Wednesday, November 25, 2009

The Phone Call....


I am not sure if I will post this... but I am writing because right now this is the thoughts of an adult who just got off the phone with a dad that abused her family his whole life.

I have hands that are shaking violently. My heart is pounding and skipping I feel like I may have a heart attack.

My legs are weak... I had to sit down while on the phone just to support myself.

He called. I see the number. I groan. I pick up. I can't avoid it. He is persistent.

I hear his voice. I feel emotions that are indescribable.

He starts talking...my stomach is churning.

He talks and talks. He is the same. He is wanting me to come to the dedication. He is saying that this may be his last time when we are all together. He wants to talk about what he wants when he dies.

He wants me to be the older sister and forgive. He doesn't understand there isn't a grudge. Just fear.

He wants to be buried in Maryland. He names my uncles and aunts that are buried there. He never made attempts to get along with them ever. He always stirred the pot so my mom was kept at a distance from her family and friends. Now he is worried about being buried alone?

Weird.

He talks about the same policy he has. (Not sure if this is for real). Whose name should he put for the benefactor? Not me. No thanks.

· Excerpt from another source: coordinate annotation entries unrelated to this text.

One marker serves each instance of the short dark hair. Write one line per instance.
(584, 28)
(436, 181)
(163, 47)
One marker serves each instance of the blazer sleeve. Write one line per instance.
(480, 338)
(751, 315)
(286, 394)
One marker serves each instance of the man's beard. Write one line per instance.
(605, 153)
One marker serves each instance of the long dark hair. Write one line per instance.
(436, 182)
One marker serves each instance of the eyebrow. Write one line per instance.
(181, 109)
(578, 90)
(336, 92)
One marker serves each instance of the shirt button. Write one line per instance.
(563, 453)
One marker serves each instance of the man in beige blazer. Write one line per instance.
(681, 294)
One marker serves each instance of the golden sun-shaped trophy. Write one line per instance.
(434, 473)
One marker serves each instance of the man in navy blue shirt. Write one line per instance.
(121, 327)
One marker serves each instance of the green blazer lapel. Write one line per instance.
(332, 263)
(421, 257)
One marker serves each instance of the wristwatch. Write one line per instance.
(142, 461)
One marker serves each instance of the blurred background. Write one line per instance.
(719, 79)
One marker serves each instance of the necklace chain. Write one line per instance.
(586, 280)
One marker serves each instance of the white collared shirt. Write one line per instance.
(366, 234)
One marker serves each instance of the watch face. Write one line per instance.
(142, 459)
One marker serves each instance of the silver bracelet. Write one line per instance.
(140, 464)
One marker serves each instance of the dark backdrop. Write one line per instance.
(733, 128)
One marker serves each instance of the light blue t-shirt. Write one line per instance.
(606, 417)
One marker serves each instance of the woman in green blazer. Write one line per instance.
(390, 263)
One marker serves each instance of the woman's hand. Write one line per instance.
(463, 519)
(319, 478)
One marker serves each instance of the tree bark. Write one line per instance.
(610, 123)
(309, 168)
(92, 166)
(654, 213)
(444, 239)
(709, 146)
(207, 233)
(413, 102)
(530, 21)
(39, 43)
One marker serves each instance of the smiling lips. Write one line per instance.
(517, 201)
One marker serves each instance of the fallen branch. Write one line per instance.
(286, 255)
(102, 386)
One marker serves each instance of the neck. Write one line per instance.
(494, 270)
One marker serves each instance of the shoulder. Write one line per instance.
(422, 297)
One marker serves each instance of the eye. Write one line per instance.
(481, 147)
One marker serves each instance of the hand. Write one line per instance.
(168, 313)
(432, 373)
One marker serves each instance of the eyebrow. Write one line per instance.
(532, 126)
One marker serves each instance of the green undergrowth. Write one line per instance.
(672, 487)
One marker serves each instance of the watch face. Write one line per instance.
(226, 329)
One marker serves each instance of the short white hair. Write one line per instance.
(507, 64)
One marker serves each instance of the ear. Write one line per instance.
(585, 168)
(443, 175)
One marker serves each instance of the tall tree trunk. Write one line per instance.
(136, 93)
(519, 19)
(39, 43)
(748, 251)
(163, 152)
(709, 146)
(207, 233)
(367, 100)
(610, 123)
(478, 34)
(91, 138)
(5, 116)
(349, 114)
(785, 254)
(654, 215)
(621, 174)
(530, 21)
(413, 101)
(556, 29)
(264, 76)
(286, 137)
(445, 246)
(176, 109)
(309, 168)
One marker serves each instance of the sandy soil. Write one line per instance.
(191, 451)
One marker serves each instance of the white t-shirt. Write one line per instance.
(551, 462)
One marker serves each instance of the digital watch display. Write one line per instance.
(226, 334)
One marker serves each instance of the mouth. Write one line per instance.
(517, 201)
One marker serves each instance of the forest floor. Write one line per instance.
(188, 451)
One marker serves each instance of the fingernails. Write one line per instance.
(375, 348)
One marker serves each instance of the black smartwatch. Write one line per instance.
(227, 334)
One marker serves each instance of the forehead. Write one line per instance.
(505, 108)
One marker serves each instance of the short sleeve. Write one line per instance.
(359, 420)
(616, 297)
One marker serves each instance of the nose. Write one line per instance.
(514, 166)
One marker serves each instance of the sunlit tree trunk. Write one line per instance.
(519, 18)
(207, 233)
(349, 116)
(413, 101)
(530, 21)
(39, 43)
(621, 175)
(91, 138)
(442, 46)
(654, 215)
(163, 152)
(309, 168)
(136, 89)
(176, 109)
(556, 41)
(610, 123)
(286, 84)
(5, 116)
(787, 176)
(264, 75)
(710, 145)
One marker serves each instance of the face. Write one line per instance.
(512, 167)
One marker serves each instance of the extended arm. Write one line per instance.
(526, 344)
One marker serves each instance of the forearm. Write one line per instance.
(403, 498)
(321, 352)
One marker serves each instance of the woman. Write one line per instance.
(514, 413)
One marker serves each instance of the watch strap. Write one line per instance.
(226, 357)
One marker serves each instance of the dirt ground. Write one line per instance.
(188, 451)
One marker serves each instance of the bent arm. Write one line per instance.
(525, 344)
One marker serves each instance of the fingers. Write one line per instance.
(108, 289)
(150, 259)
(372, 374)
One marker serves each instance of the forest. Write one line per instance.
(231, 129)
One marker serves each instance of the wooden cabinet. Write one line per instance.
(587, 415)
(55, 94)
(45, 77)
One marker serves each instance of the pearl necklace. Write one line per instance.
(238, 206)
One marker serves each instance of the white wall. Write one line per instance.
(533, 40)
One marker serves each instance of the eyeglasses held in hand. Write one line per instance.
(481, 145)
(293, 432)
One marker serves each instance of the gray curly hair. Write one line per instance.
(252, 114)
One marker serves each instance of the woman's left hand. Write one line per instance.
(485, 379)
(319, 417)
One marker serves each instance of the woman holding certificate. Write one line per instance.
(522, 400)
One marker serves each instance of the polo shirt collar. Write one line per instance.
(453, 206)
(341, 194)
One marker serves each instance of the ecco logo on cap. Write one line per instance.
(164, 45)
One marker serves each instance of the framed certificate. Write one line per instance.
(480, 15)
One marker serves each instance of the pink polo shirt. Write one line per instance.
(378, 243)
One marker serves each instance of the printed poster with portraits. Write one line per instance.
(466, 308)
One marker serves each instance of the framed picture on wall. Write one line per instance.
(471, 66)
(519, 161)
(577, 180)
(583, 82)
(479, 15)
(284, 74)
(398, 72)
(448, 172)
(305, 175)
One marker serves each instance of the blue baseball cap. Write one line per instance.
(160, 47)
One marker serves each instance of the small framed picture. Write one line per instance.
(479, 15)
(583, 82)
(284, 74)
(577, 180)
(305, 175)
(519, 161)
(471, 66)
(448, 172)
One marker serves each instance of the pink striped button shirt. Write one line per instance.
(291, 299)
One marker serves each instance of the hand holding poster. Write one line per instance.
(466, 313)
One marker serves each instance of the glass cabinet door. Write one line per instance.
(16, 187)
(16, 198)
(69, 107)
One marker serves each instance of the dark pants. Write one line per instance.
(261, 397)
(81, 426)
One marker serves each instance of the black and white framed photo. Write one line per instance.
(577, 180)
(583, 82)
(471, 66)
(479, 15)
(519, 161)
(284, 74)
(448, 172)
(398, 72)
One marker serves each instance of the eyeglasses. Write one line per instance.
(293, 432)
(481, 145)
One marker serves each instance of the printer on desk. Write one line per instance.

Then he talks about family that is struggling. He talks about bad behaviour (yet I am amazed that he is calling the behaviour... such a hitting a 3 year old, bad... since he did it time and again since I was one!)

He asks me to come to the dedication. Pray about it... He says. He says he has people praying for me. Um... not sure he gets it.

Then I say (not sure where I got the strength, well yes I am)... "Dad, I am not coming. I do not feel safe. I do not want to expose my children to any of it. I don't know what will happen. I am not willing to put myself or them at risk." (Thank you, Jesus for strength).

(When the three siblings are together, something always happens. Every time. So maybe this time it will be different. My absence may be a gift).

He says... (I can't believe he said this) "I won't let anything happen. I will call 911 if I have to."

OK... you must get the picture. He asks for money for another life insurance policy. Money he will leave for us. He asks for $30 so he can leave us $2000.

Weird.

He talks about my mom. But then says, "I don't want to talk about her."

Weird.

This weekend the boys and I are away. We are at a hockey tournament.

Far and away.

My hands are still shaking.

As I hung up, I feel overwhelmed with emotions of sadness. When will it stop? I feel bad also because I know I have disappointed him. Again.

Weird.

This is from a daughter that has lived with abuse her life after talking to her father.